Além de identificar a praga, os arqueólogos conseguiram, pela comparação de genomas dos agricultores, relacionar graus de parentesco entre os sepultados de quatro dos nove sítios: Frälsegarden, Hjelmars Rör, Landbogarden and Rössberga, todos na região de Falbygden, sudoeste da Suécia. Para Pinotti, é nesse encontro que reside o valor da pesquisa. “Reconstruções familiares e estudos de transmissão da peste são difíceis, mas outros pesquisadores já haviam feito essas investigações separadamente. A novidade é conectar as duas coisas, ainda mais em um tempo tão antigo.”
A árvore genealógica reconstruída para o sítio Frälsegarden contou com 61 indivíduos (seis gerações), dentre os 38 analisados e 23 inferidos, de uma família patrilinear e patrilocal – em que os descendentes homens herdam os bens e não costumam migrar, diferentemente das mulheres. A tradição era seguida tão à risca que, com a exceção de uma mulher encontrada no sítio, todas as outras eram aparentadas a outros grupos. A única geneticamente ligada às pessoas do local constituiu família com um primo de terceiro grau.
Os sepultamentos seguiram a lógica da árvore genealógica. Em Frälsgarden, o megalito é um corredor que leva ao centro de uma câmara horizontal com caminhos para a direita (norte) e esquerda (sul). Os mais antigos foram colocados a norte, enquanto gerações mais recentes foram enterradas no centro-sul. A exceção foi uma jovem menina que, além de não ter parentesco com ninguém da família, foi enterrada primeiro em outro lugar, depois exumada e levada à câmara de pedra, onde os ossos, já um pouco desarticulados, foram depositados na parte centro-norte. Os homens estão distribuídos de forma mais uniforme e as mulheres, concentradas ao centro do megalito.

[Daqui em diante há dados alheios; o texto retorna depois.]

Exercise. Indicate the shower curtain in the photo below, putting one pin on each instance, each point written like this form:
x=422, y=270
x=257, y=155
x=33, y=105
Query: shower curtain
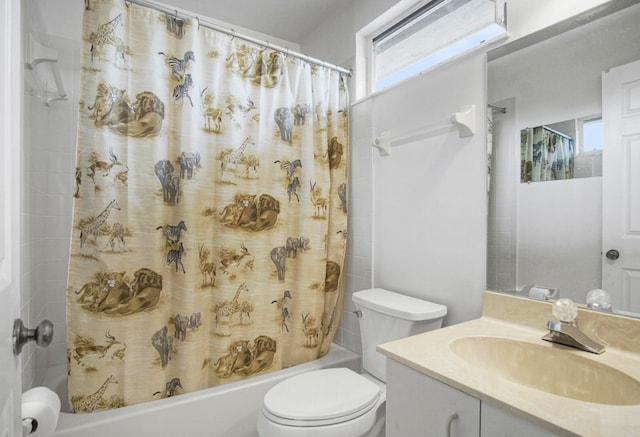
x=546, y=155
x=210, y=210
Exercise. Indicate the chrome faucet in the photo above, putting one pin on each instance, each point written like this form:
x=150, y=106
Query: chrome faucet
x=566, y=330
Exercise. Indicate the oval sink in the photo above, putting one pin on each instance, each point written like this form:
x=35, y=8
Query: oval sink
x=552, y=370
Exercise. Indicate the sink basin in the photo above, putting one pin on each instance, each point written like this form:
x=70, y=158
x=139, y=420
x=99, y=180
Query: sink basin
x=550, y=369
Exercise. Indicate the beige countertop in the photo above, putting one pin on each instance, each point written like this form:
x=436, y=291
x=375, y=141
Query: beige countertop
x=430, y=353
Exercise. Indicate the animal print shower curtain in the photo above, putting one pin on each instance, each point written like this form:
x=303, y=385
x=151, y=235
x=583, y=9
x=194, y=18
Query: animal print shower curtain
x=210, y=215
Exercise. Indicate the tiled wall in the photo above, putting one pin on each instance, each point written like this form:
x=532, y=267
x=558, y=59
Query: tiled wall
x=359, y=244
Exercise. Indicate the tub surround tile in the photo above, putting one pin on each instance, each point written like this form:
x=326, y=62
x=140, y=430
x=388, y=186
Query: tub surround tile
x=525, y=320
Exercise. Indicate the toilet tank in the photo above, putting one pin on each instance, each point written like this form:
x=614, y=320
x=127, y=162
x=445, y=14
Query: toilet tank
x=386, y=316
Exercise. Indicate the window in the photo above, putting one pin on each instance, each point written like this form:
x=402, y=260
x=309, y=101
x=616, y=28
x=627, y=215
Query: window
x=434, y=33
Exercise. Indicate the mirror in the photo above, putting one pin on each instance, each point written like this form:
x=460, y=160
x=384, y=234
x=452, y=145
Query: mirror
x=550, y=233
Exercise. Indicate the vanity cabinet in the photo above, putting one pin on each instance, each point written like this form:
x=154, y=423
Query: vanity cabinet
x=418, y=405
x=421, y=406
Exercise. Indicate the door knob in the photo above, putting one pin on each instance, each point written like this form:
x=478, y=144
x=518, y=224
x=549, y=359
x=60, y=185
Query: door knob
x=613, y=254
x=42, y=335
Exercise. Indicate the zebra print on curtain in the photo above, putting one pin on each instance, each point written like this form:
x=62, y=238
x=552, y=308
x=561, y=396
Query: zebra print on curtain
x=210, y=216
x=545, y=155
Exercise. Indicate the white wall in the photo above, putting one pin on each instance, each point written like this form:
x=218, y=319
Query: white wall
x=557, y=224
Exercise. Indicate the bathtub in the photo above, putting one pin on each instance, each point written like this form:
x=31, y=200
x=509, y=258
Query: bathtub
x=230, y=410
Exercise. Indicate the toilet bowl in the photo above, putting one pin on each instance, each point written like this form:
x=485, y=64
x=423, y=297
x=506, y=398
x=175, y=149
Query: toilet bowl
x=340, y=402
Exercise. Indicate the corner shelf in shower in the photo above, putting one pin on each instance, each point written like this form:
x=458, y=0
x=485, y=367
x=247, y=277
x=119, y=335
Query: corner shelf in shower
x=36, y=54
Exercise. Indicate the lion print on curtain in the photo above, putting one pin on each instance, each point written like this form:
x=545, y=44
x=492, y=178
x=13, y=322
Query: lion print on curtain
x=210, y=210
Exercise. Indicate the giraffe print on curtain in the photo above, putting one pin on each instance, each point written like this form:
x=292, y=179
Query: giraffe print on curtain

“Se queremos nos preparar para o futuro, é melhor olhar para o passado”, defende Seersholm. Afinal, mesmo que controlados, ainda existem casos da peste hoje em dia, inclusive em países vizinhos ao Brasil, como o Peru. “É um grande problema médico, porque além de ser contagiosa, a taxa de letalidade é alta se a doença não for detectada logo no início”, acrescenta Leles.
Essa possível utilidade prática contribuiu para a realização do trabalho: Seersholm afirma que, sem as preocupações surgidas com a pandemia de Covid-19 em 2020 e 2021, o acesso à verba para financiar o projeto teria sido mais difícil.
Artigo científico
SEERSHOLM, F. V. et al. Repeated plague infections across six generations of Neolithic farmers. Nature. On-line. 10 de jul de 2024.